Please do not take it upon yourself to “improve” the trail. However, please do help by taking the time to stop and clear limbs and branches off the trail. But beyond that, please leave the trail alone. If it’s not in the Master Plan, we don’t have permission to do it and it’s not right to do it. The time to do things beyond clearing the trail is on organized trail workdays (and we hope you’ll be willing to participate).
Everyone who has been involved with this project would love to hear your feedback. I’m happy to explain how the blue and black trails will compare to the green/beginner trails (e.g., they’ll be very different). And, I certainly want to know if mountain bikers aren’t making use of the site lines or if runners are using earbuds with the volume up so high they can’t hear anything. Please let us know your experiences and your thoughts.

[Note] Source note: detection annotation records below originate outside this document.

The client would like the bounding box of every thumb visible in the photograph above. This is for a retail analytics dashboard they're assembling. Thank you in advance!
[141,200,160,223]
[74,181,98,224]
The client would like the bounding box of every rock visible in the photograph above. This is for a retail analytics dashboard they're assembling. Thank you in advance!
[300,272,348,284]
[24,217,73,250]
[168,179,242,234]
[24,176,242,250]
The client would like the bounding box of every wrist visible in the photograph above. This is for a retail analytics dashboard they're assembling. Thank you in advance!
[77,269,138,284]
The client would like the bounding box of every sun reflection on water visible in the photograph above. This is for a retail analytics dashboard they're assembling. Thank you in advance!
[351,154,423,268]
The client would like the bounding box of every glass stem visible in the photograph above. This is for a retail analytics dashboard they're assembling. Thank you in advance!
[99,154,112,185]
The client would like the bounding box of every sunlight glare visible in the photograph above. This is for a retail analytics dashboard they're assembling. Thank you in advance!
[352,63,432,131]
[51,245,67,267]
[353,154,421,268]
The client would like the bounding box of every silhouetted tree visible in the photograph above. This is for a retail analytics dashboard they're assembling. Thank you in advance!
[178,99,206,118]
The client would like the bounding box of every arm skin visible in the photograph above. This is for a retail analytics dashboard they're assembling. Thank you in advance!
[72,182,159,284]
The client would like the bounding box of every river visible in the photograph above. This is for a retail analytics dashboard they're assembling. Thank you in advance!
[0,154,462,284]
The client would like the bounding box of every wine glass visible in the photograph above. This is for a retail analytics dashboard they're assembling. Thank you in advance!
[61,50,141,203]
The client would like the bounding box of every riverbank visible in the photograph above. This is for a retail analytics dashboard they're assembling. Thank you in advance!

If you are already an avid hiker, runner, or biker, please remember that the green trails are not about you. Personally, I too am most excited about the blue and black trails. But, we’re doing it right – which means building true green trails and building them first. Intermediate and advanced trails are coming.
I’m really, really excited about everyone seeing and using the trails. I hope you think they’re as fun and wonderful as I do. If you do, please donate using the “donate” tab at the top of the page so we can build the rest of the trails.
Thanks and I look forward to seeing you on the trails!